Article by: BMR Legal Advocates

Tax on Offshore Indirect Transfers (OITs) – also known as ‘indirect transfer tax’ – is increasingly being adopted by various nations across the globe. The OIT tax, generally in the nature of capital gains, gets triggered in a jurisdiction where the assets / value are located in an offshore transaction resulting into their transfer. India has enacted a prominent OIT since 2012 which is supplemented by detailed regulations which determine the threshold and valuation.

In this context, we would like to bring to your attention a critical development. The UN Committee of Experts on International Cooperation in Tax Matters has been overseeing changes to the UN Model Tax Convention (MTC) in a matter that would permit source jurisdictions to impose OITs within the tax treaty framework. In its meeting held on October 07, 2020, the Committee has approved the release of draft changes to the Commentary accompanying the UN MTC.

Three substantive changes are proposed to the Commentary. The first relates to modification of the Commentary to limit residuary capital gains tax entitlement of Resident States. The second proposes a draft treaty clause (within the capital gains provision) to permit source taxation of gains from certain OITs along with accompanying Commentary to explain the scope of the proposed clause. The third proposes another draft treaty article to permit Source countries to tax gains from direct transfer of (1) derivatives and securities issued by resident companies (or related to resident companies) and (2) rights granted under laws of the Source State which are used or exercised exclusively or almost exclusively in the Source State, such as telecommunication licences, mining rights, etc.

These proposed changes would be taken up for discussion and finalisation at the 21st session of the Committee.

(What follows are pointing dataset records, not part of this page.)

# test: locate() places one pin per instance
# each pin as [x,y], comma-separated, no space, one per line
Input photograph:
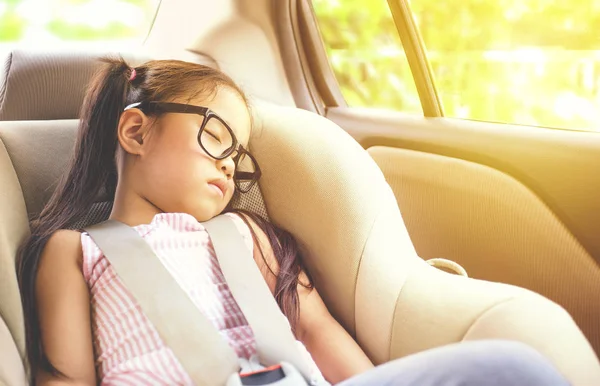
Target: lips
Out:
[221,185]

Given the resonance of the Committee’s work, particularly by developing countries and LDCs, and considering the importance of the proposed changes, a formal adoption of these changes by the Committee is expected to be followed up by negotiations by individual countries and adoption in their tax treaties.

We may highlight that the Indian tax administration has been holding a view that tax on OITs is within its entitlement and has been contesting a similar view before the Supreme Court of India against Sanofi Pasteur. It is therefore likely that the adoption of these changes by the UN Committee may form the basis for Indian tax authorities to renegotiate treaties for claiming entitlement to tax OITs.